3. Kickback and Stark Violations

With more than a million in charges, two Northern California-based urologists entered an agreement to refund $1.085 million of their Medicare intake to the federal government to "resolve allegations that they submitted and caused the submission of false claims to Medicare for image guided radiation therapy (IGRT) that was referred and billed in violation of the physician self-referral law (commonly known as the 'Stark Law') and the Anti-Kickback Statute," noted the DOJ in a release on the case.

According to the DOJ, the two fraudsters knowingly caused eight other urologists to violate the Anti-Kickback Statute (AKS), as well as enter into lease agreements where they could bill for referrals for the IGRT, the DOJ suggested. Moreover, the two physicians "violated the Stark Law by improperly billing Medicare for their own IGRT referrals" at their own facility. The two physicians had separate companies and entities, but their financial arrangements didn't comply with Stark Law exceptions, the DOJ said.

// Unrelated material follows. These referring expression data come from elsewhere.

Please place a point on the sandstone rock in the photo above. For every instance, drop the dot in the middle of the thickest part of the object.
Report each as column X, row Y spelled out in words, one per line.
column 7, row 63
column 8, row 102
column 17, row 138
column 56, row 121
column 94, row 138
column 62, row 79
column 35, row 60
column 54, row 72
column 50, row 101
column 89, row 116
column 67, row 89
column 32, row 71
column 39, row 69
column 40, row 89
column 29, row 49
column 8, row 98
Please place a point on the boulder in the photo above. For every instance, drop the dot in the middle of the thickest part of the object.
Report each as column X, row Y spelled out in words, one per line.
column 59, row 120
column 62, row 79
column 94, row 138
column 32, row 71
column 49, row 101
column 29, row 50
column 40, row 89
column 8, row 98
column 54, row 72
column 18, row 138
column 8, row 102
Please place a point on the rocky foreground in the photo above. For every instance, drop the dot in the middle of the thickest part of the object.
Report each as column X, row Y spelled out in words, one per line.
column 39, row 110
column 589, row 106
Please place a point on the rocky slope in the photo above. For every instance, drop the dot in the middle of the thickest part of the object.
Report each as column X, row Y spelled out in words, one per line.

Definition: What's the Stark Statute? The Stark law forbids physicians from referring Medicare patients for designated health services (DHS) to an entity with which the physician or an immediate family member has a financial relationship and prohibits the entity from submitting claims for those referred services.

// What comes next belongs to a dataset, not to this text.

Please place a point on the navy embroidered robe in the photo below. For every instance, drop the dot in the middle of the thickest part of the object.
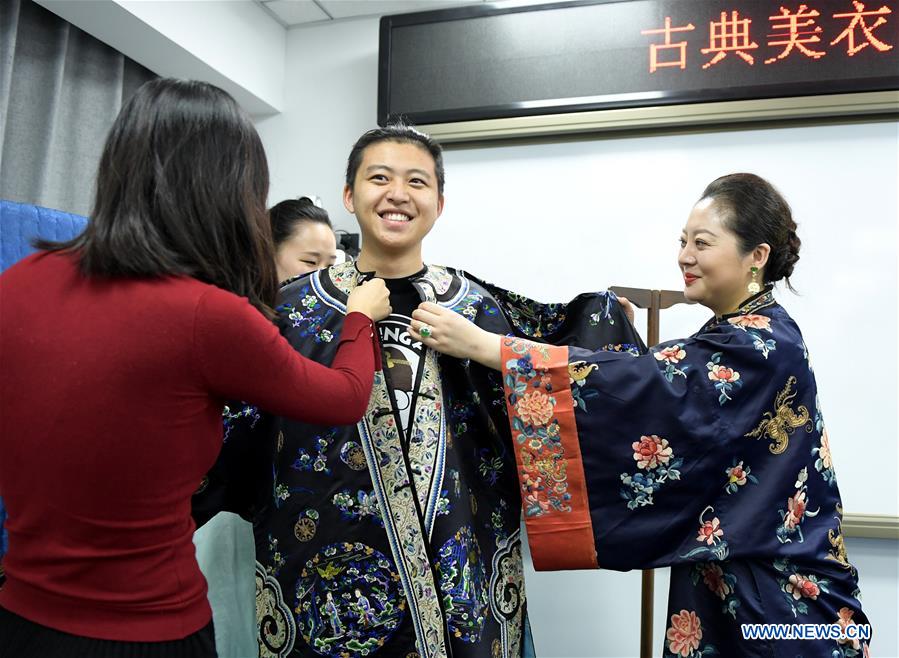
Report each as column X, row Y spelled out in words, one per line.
column 376, row 543
column 708, row 455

Tip: When you make a referral for a DHS, you should determine if the referral complies with your practice's compliance plan as it relates to the Stark Law. As a clinician, if any immediate family member does have a financial relationship with you as the entity, who is providing DHS, then, as part of your plan, you should check if the arrangement fits into one of the Stark Law exceptions. If it fits, then you can refer Medicare patients to that entity for DHS with confidence; otherwise, you are risking violation of the Stark Law. If you are not sure if your referral is within the parameters of the Stark Law, seek legal help to avoid trouble later.

Take Note of the OIG's Central Theme

Since the first of the year, the OIG has levied substantial prison time, medical license revocation, and punitive fines in seven high-profile cases. What element linked these settlements and judgements? The illegal prescription, distribution, and dispensing of opioids.

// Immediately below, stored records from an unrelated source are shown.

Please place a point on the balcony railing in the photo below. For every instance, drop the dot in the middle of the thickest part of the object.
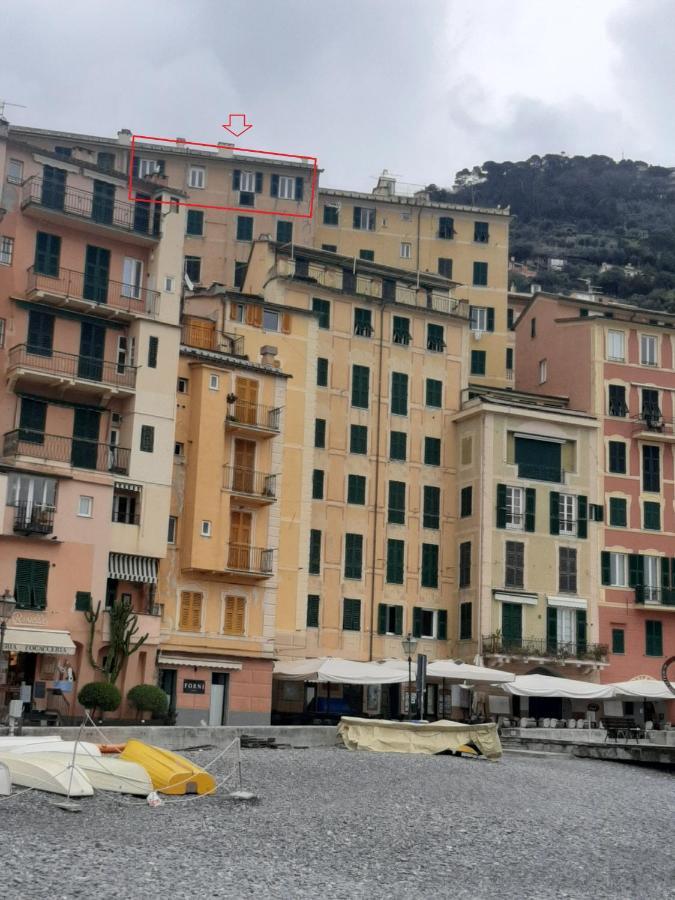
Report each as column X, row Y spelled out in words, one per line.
column 131, row 217
column 241, row 412
column 193, row 336
column 115, row 294
column 248, row 481
column 496, row 645
column 646, row 595
column 72, row 365
column 80, row 453
column 254, row 560
column 32, row 518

"Prescribing controlled substances - such as Hydrocodone - outside the scope of professional practice and without a legitimate medical purpose is illegal," warned Lamont Pugh III, Special Agent in Charge, HHS Office of Inspector General, Chicago Region in a recent DOJ release. "Physicians who engage in this type of behavior put patient health and safety at risk and exacerbate the opioid crisis. The OIG will continue to work with our law enforcement partners to ensure that those who commit these criminal acts are held accountable."

Since the opioid epidemic was determined a Public Health Emergency (PHE) in October 2017, and recently renewed in January, the combined resources of state and federal law enforcement in coordination with HHS have developed several resources for Medicare providers on the front line combating addiction. From HIPAA clarifications to new CMS prescribing regulations, the feds are spotlighting the problem.

Bonus Tip: HHS compiled and continues to add updates to a new resource for clinicians specifically dealing with patients impacted by the opioid epidemic. From CMS guidelines to Drug Enforcement Administration (DEA) mandates to steps on how to lawfully prescribe opioids, the online tools aim to assist Medicare providers confused on the changing rules.

You can find the HHS opioid resource at: www.hhs.gov/opioids/.